Wednesday, February 29, 2012

short note on GDP data............29 FEB 2012

It is time to shift focus to growth............

The release of GDP data for Q3 at 6.1% is sending strong negative signals into the ecoomy. This number is sharply down on sequential basis with Q2 print at 6.9%. It is across-the-board under performance with growth in manufacturing sector dismal at 0.4%. It will now be very difficult to meet the FY12 growth target of 6.9%. Over all, FY12 will end with lower than budgeted growth target and higher than budgeted fiscal deficit target.

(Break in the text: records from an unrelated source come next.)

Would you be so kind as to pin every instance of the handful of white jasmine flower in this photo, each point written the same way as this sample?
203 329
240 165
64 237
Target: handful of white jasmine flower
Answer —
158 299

It is time for the Government and RBI to come together to execute the rescue act soon. RBI is prepared for shift into growth supportive monetary stance subject to stability in rupee and crude oil price. Now, risk of rupee weakness is not in the radar while extended rally in crude oil is not ruled out.

Now, growth-inflation dynamics is mixed. The risk of downtrend in growth momentum into 6.5% in FY13 is much higher than uptrend in headline inflation over 7%. Therefore, the monetary policy stance has to shift from anti-inflation to pro-growth aggressively; not through baby-steps approach.

It is possible that we might see 25-50 bps rate cut along with 50 bps CRR cut on 15th March subject to NYMEX crude trading below 110.

What is the expectation in bond yields in the short term? The first pit stop will be for 1 and 10Y yield to meet around 8%; thus squeezing the negative spread to par. The next pit stop will be downtrend in 1Y yield into 7.75% while 10Y bond yield stays steady around 8%; to build tenor spread of 25 bps. The final pit stop for FY13 will be for stability in 1Y yield around 7.5% and 10Y bond yield around 8%; to build 50 bps tenor spread.

The strategy therefore is to stay invested in 10Y bond on weakness into 8.25-8.35% and not to chase extended gains into 8.05-7.95%. It is also good to stay received in 1Y OIS at 8.20-8.30% and play end-to-end in 5Y at 7.10-7.45% (allowing extension into 7.0-7.55%).